Fashion insiders gathered at the Musée Rodin in Paris, a venue that in itself suggested we should not expect quiet elegance, but rather that the designer, like the artist to whom the museum is dedicated, would question the boundaries of classical form. This was a fairly bold move for a fashion house with an exceptionally long tradition and beloved codes, yet Jonathan Anderson managed to present an intriguing new concept. The opening look made it immediately clear that this was a collection unafraid to stimulate the imagination of admirers of traditional forms. Anderson often turns to the archives in search of inspiration, but certain pieces in this new collection were inspired not by Dior, but by the French designer Paul Poiret. His first boutique during the Belle Époque was located just a few steps away from Christian Dior’s boutique, yet their aesthetics were almost entirely contrasting. While Christian Dior was a master of form, skillfully placing women into beautifully constructed dresses, Poiret favored fluidity and the opulence of fabrics. It was precisely in these differences that Jonathan Anderson found inspiration for the new collection
The sequined tops in vivid colors that opened the show are undeniably inspired by Paul Poiret’s dresses, and his influence can also be seen in other garments, colorful capes, and patterns that define the fall collection. These elements enrich the texture of pieces that are unquestionably inspired by the archive of Christian Dior, who, incidentally, celebrated his birthday yesterday. Structured silhouettes, high collars, and poetcore capes remain at the center of attention, albeit with a twist. The recognizable Dior Homme tailoring was also present in this collection, elements of the Bar jacket were reimagined as short double breasted blazers, while tailcoats and military jackets created a sense of continuity with his debut menswear collection shown last summer.

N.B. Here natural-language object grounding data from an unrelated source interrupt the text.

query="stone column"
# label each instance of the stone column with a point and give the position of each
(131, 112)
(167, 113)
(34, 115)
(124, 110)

Although it is difficult to imagine Christian Dior’s models walking with tousled hair, let alone punk wigs, the work of the brilliant Guido Palau, Jonathan Anderson made this concept function almost flawlessly. The central question of the collection was undoubtedly that of a new aristocracy and the idea of how they might dress today. While many debate whether the moment calls for quiet or loud luxury, Jonathan Anderson proposes a new definition of luxury: dressing the way we want.
One of fashion’s greatest advantages, which we strive not to forget, is that it has no rules. Shimmering shoulder pieces can be worn over a polo shirt, dresses can become blouses, and if we feel like adorning a simple coat with a cape, the only question is: why not? The new Dior collection takes punk and gilded elements and places them directly alongside the house’s traditional codes, demonstrating that it is possible to create harmony between seemingly total opposites.
Anderson consistently succeeds in proving that contemporary forms can exist in harmony with classical, retro ones, perfectly embodying the spirit of new generations. While there is deep respect for elegance and subtle forms, there is also a strong contemporary need to step outside established boundaries and question the way we perceive fashion at all. Designers like Jonathan Anderson remind us that even as we follow trends and build our own style, we must not lose sight of what matters most: creativity.